Moral hat aber auch einen großen Nachteil: Sie ist unteilbar. Wer selber immer mal wieder andere Länder überfällt, wird moralisch unglaubwürdig, wenn er das Böse nur bei den anderen sieht. Aus Moral wird dann Doppelmoral. Das gilt auch für die Ukraine, die 2003 mit 1.600 Soldaten das sechstgrößte Truppenkontingent (von 36) in George W. Bushs Koalition der Willigen im Irak-Krieg stellte. Im Sound der moralischen Beurteilung des aktuellen Krieges könnte man das »einen verbrecherischen menschenverachtenden Überfall« nennen.

Allerdings trifft der Vorwurf der Doppelmoral in der Regel nicht jene Linken, die sich heute für Waffenlieferungen und einen ukrainischen Siegfrieden aussprechen. Die meisten von ihnen lehnten die Kriege des Westens in Jugoslawien, im Irak, in Libyen und anderswo ab. Dennoch stellten sich auch für sie moralische Probleme:

Ist es moralisch vertretbar, auf unkalkulierbare Zeit eine unkalkulierbare Zahl von Menschen in den Tod zu schicken, um die offiziellen Kriegsziele Kiews oder auch nur eine günstige Verhandlungsposition zu erreichen, die zudem von Tag zu Tag unwahrscheinlicher wird? Ist es moralisch legitim, den Tod der anderen, von dem Anführer, Könige, Herrschende schon immer meinten, dass sie das Recht hätten, ihn einfordern zu können, für moralisch zu halten?

Der Absolutheitsanspruch von Moral ist ein Hindernis für Kompromiss und Diplomatie. Werte sind der Moral unantastbar. Sie empfindet es als Kapitulantentum von Maximalzielen abzurücken, Zugeständnisse zu machen und Kompromisse zu suchen – alles Tugenden, für die die Demokratie zu Recht gerühmt wird. Moral wird dann zur Kampfmoral an der Front oder der Moral an der Heimatfront, für deren Aufrechterhaltung jedes Mittel recht ist.

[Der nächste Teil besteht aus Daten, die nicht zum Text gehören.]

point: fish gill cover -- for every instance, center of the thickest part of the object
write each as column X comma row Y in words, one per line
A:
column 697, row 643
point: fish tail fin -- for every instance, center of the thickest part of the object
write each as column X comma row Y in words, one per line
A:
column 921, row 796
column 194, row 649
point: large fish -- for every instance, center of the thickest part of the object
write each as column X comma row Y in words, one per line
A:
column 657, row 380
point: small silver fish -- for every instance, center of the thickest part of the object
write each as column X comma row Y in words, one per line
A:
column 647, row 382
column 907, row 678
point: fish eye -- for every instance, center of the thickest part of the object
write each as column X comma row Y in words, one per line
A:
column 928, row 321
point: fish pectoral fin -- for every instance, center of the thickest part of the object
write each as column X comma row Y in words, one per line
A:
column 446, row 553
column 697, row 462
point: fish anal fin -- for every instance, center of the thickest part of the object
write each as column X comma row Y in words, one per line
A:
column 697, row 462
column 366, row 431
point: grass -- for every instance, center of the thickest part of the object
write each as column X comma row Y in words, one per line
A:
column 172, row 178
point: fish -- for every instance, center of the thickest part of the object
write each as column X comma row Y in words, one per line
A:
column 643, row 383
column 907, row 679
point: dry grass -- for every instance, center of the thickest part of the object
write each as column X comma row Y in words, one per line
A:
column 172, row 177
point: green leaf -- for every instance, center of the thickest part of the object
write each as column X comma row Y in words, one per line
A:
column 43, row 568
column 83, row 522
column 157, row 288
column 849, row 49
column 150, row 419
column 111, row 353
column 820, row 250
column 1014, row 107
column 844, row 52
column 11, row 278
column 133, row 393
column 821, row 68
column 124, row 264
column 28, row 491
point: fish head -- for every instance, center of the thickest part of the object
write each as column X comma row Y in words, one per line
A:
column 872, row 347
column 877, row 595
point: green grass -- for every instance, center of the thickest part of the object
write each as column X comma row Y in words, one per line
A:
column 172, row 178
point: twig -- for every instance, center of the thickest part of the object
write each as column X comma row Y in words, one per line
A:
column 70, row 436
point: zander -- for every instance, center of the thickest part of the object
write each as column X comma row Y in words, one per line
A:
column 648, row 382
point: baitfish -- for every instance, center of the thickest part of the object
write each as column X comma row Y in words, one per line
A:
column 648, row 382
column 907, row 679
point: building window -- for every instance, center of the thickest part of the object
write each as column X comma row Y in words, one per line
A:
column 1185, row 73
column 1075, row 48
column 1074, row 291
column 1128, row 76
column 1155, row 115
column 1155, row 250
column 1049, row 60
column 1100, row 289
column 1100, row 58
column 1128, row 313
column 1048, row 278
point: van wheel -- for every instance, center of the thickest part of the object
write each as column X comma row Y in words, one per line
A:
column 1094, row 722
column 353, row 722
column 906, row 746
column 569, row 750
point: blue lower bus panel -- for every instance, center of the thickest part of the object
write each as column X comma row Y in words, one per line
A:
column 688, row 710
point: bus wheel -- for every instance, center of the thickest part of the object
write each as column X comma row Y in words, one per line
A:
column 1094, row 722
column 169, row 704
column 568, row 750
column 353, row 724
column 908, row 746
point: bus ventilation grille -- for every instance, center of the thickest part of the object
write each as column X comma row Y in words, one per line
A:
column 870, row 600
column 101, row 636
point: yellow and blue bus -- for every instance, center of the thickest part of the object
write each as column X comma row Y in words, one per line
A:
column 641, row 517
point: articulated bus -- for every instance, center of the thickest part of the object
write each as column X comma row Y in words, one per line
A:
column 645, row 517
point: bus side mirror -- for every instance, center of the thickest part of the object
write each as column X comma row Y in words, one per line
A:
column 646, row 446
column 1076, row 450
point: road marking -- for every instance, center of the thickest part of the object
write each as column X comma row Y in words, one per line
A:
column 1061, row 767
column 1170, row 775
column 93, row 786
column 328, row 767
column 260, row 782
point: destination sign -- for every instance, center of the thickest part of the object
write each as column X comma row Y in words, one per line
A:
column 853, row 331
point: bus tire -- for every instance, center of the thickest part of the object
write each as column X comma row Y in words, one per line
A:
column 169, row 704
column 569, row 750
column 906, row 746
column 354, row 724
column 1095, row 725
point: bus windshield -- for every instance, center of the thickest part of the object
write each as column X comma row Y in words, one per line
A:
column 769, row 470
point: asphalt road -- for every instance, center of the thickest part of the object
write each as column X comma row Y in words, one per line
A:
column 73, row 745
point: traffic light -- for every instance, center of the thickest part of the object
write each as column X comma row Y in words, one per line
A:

Kriegsschuld und Kriegsursachen

In der Diskussion um den Ukraine-Krieg ist sowohl im Narrativ des herrschenden Blocks wie auch beim linken Bellizismus Dreh- und Angelpunkt die Frage, wer den ersten Schuss abgegeben hat. Da unbestreitbar feststeht, dass Russland am 24. Februar 2022 in die Ukraine einmarschiert ist, erscheint das als unschlagbares Argument und Legitimationsgrundlage für die einzige Variante, den Krieg zu beenden: der militärische Sieg Kiews. Die Schuld am Krieg wird exklusiv Russland zugewiesen. Das erscheint gerade in Deutschland vielen plausibel, da hier das Verständnis von Krieg stark vom Zweiten Weltkrieg geprägt ist, der zu den eher seltenen Fällen gehört, in der die Kriegsschuldfrage eindeutig beantwortet werden kann.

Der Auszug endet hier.